ABSTRACT
Studies on the species composition, relative abundance and distribution of medium and large mammals were carried out from August 2015 to July 2016 in Mengaza communal forest. Data were collected using line transect technique. A total of twelve species of medium and large mammals were identified and recorded in the study area. Rock hyrax (Procavia capensis), porcupine (Hystrix cristata), honey badger (Mellivera capensis), vervet monkey (Chlorocebus aethiops), Abyssinian hare (Lepus habessinicus), black backed jackal (Canis mesomelas), klipspringer (Oreotragus oreotragus), olive baboon (Papio anubis), were among the medium mammals but Spotted hyena (Crocuta crocuta), aardvark (Oryctropus afer), bohor reed buck (Redunca redunca) and common duiker (Sylvicapra grimmia) were among the large mammals identified in the study area. Olive baboon (32.7%) was the most abundant species during dry and wet seasons. Mammalian species composition between the two habitats (natural forest and plantation) was not significant (χ2 = 0.47, df =1, P > 0.05). However, there was seasonal variation in the abundance of individuals of medium and large mammals (χ2 = 3.89, df = 1, P < 0.05). The area is facing severe degradation due to human population pressure. Therefore, there should be proper conservation of the forest to sustain the wildlife species living there.
Key words: Abundance, distribution, medium and large mammals, Mengaza Communal Forest, plantation species composition.
Mammals are diversified both structurally as well as functionally (Yonas and Fikresilasie, 2015). Class Mammalia is composed of 5,487 species and more than 1150 species of mammals are found in Africa (Borges et al., 2014). East Africa is rich in mammalian fauna are the (Zerihun et al., 2012a). Topographic diversity and climate most significant predictors of mammalian species diversity (Melaku, 2011) in which heterogeneous habitats support different species of mammals (Vaughan et al. 2000). Ethiopia is one of the African countries known for highest mammal species richness (Zerihun et al., 2012b), and possesses more than 320 mammals, of these, 36 are endemic to the country (Alemneh, 2015a, b; Rabira et al., 2015). The highest level of endemicity is credited to the large extent of highlands (Yalden and Largen, 1992). More than 60% of the mammal species in Ethiopia are medium and large- size (Dereje et al., 2015). Most populations of medium and large mammals are severely depleted in the country including protected areas (Rabira et al., 2015). It is due to growth of human population, habitat loss, fragmentation, weak management of the protected areas and deforestation (USAID, 2008).

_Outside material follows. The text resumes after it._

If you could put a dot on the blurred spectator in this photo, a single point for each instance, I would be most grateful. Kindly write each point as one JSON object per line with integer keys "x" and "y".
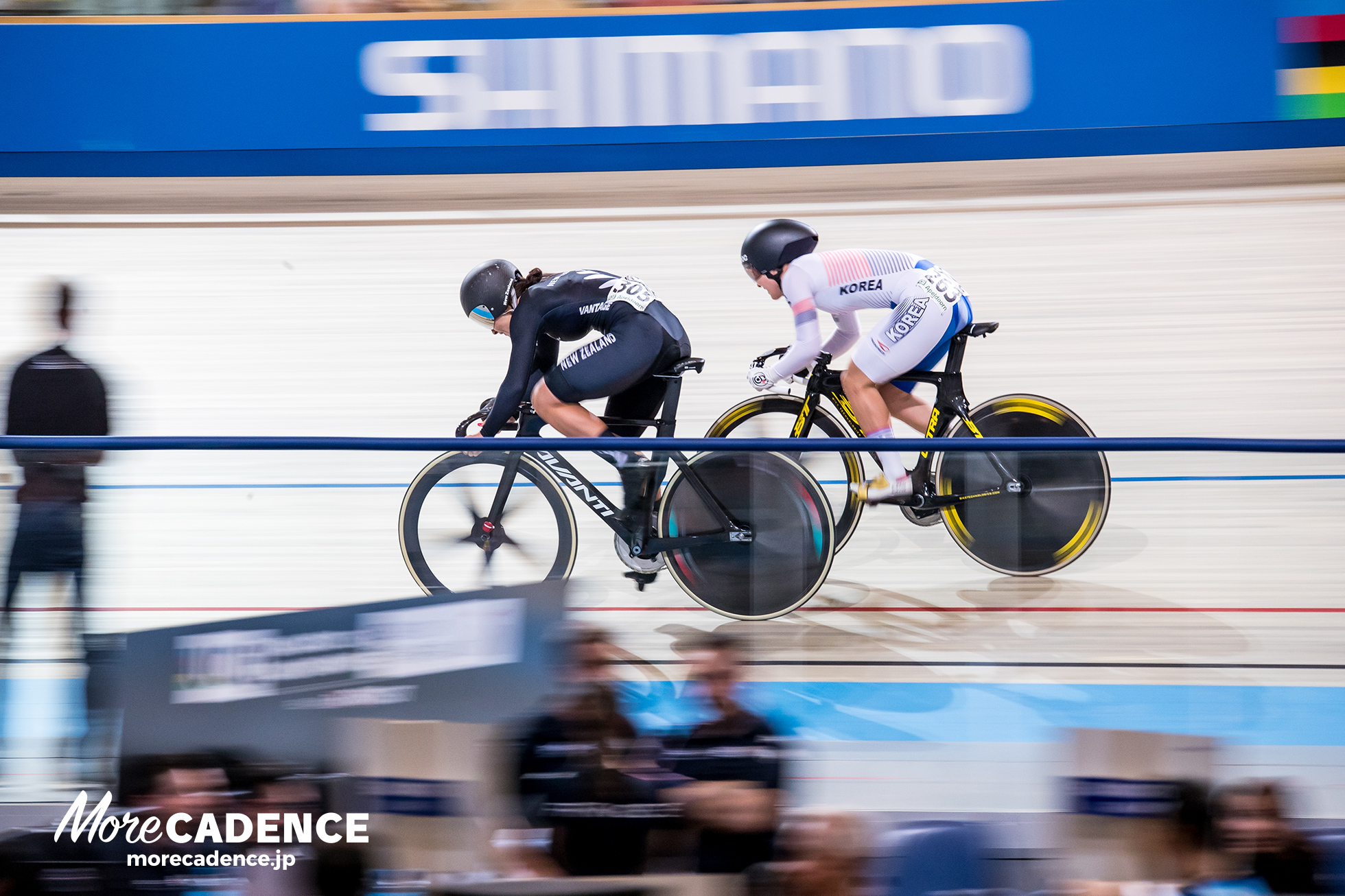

Knowledge on local fauna is essential for future conservation strategies and provide basic information for more complex ecological and biogeographical studies (Botelho et al., 2012), and which is the first step for conservation action (Botelho et al., 2012; Fornitano et al., 2015). Investigations on mammalian diversity, abundance and habitats provided information of the status of populations for appropriate conservation actions (Galetti et al., 2009; Rabira et al., 2015; Yosef, 2015). Hence, lack of survey may hinder preparation of appropriate management plan in the protected areas (Fornitano et al., 2015). The fauna of Ethiopia is not well investigated (Dawit and Afework, 2008; Alemneh 2015 b; Dereje et al., 2015). There is little quantitative information about how the tropical forest mammals change (Ahumada et al., 2011). Most of the diversity and population ecology of medium and large mammals are targeted on National Parks and sanctuaries of the country (Mohamed and Afework, 2014), but outside of the protected areas records and conservation status of the different species of mammals are poorly known (Rabira et al., 2015).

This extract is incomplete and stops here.